Foi nesse ambiente já pouco atrativo que o país assistiu, perplexo – mas nem tanto, pois já acostumado, ou anestesiado -, nesta terça-feira, 15, a uma sessão absolutamente bizarra do STF, que deveria analisar a possibilidade de investigação do ministro Alexandre de Moraes por conta de suas interações suspeitas com Daniel Vorcaro, do Banco Master.
Haja roupa suja
E não é que, ao contrário, a Corte mergulhou numa disputa fratricida, espalhando lama para todos os lados, até que um dos mestres desse lamaçal, Flávio Dino, para a surpresa de ninguém, pediu vista e interrompeu o julgamento que agora poderá permanecer suspenso por até 90 dias, mantendo a imagem e a credibilidade da Casa no subsolo do inferno?
Houve, claro, acusações de lado a lado, questionamentos sobre procedimentos adotados por Edson Fachin – que foi enxovalhado em praça pública -, discussão sobre competência e até confronto direto entre ministros. Dias Toffoli e Nunes Marques não participaram da votação, após se declararem impedidos. Aliás, muito cômoda a posição do segundo.
Agora, ninguém sabe o que irá acontecer. Nem mesmo o placar ficou claro.
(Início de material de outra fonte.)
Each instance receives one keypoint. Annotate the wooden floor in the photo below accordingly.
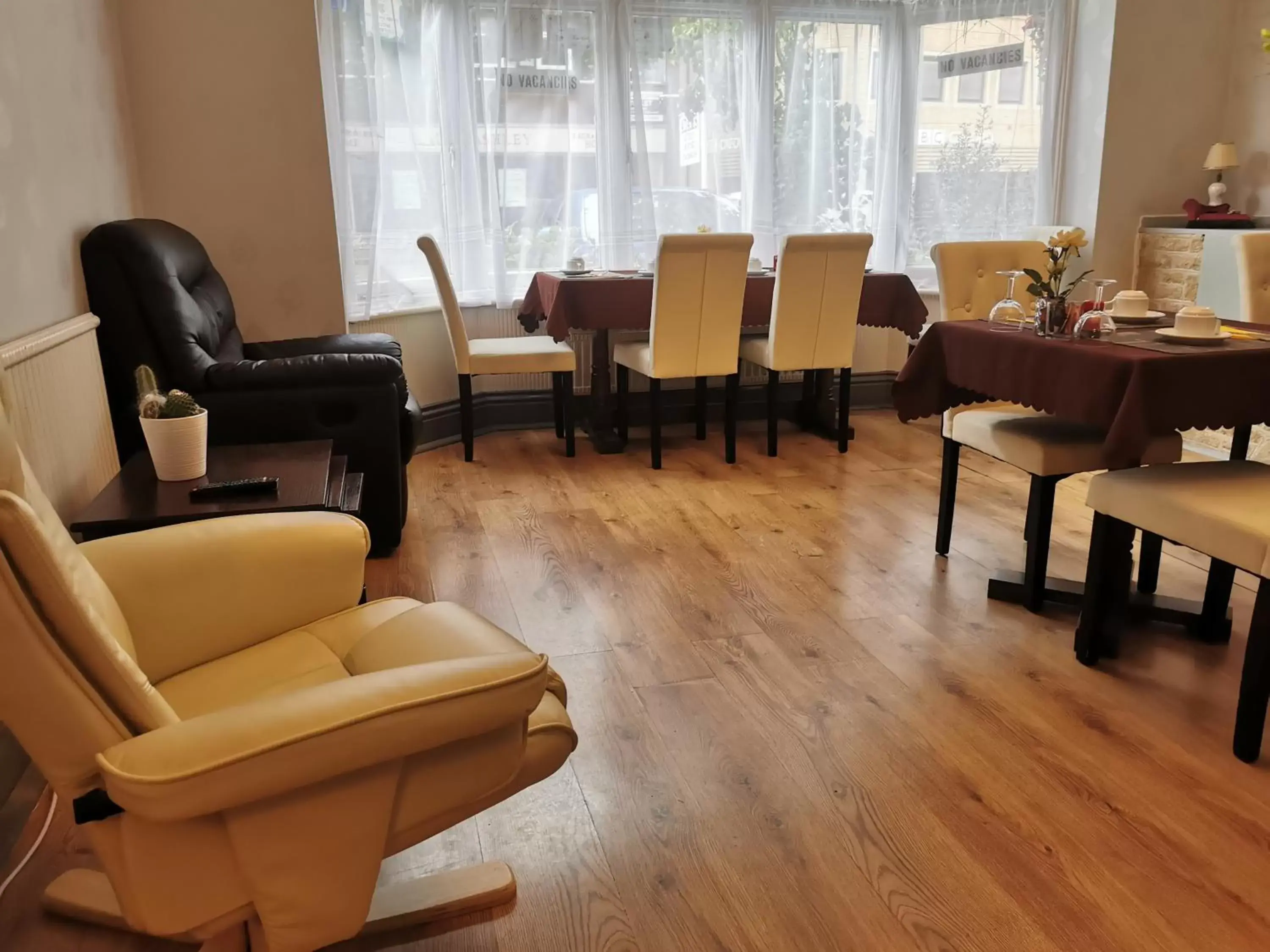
(802, 730)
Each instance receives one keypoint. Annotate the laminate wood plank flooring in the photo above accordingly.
(801, 730)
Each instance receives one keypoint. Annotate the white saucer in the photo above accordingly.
(1202, 341)
(1149, 318)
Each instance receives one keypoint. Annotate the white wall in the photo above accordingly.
(1166, 96)
(232, 144)
(65, 160)
(1248, 108)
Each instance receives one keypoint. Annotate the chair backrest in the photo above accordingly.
(449, 303)
(817, 303)
(967, 271)
(69, 682)
(1253, 252)
(160, 303)
(698, 297)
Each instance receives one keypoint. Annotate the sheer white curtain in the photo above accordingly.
(526, 132)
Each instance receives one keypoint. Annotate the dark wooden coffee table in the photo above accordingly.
(310, 479)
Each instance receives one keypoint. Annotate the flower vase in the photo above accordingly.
(1051, 316)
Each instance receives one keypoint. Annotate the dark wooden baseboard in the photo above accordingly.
(531, 409)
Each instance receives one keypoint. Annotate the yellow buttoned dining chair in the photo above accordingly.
(527, 355)
(1253, 253)
(814, 311)
(1047, 448)
(698, 296)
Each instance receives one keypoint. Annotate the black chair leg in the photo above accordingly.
(1149, 563)
(774, 391)
(465, 414)
(1041, 517)
(654, 419)
(948, 497)
(620, 412)
(844, 408)
(558, 402)
(700, 408)
(732, 388)
(1250, 719)
(567, 412)
(1107, 589)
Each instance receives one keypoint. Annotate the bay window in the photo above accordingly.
(526, 132)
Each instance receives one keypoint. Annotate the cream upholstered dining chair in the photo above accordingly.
(698, 295)
(1253, 252)
(1220, 509)
(242, 742)
(527, 355)
(814, 311)
(1047, 448)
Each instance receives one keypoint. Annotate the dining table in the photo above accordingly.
(600, 303)
(1133, 385)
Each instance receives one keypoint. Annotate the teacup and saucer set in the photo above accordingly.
(1195, 324)
(1131, 308)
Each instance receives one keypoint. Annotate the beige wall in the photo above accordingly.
(1165, 108)
(230, 143)
(64, 154)
(1248, 108)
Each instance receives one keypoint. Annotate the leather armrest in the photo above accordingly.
(284, 570)
(305, 371)
(328, 344)
(279, 744)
O Supremo arrasta o país para um poço de incerteza inimaginável, que, obviamente, paralisa qualquer plano robusto de investimento. Ou alguém será maluco de colocar seus dólares em um local juridicamente inóspito e institucionalmente em frangalhos como Banânia?
Estrago incalculável
O que acontecerá daqui para frente é uma – outra! – tragédia. Um projeto será adiado. Outro mudará de país. Um terceiro exigirá uma taxa de retorno maior. Uma empresa decidirá construir uma unidade no México em vez de aqui. Um fundo exigirá mais garantias. Uma companhia reduzirá a exposição e aumentará o desconto aplicado ao risco brasileiro.
Não. Ninguém irá anunciar: “Não investiremos mais no Brasil porque o STF está em outra crise“. O dinheiro não funciona assim. Ele, silenciosamente e simplesmente, escolhe onde a relação entre risco e retorno faz mais sentido. Se o país ainda tem crédito e recebe investimento, é bom lembrar que esse “status quo” não é infinito.
Cada episódio que aumente a imprevisibilidade institucional passa a ter enorme impacto econômico. A confiança, que é construída lentamente, é corroída imediatamente. Fuga de investimentos não é só o que aparece nas manchetes, com bilhões deixando o país. É também o que ninguém consegue ver: o dinheiro que simplesmente não vem.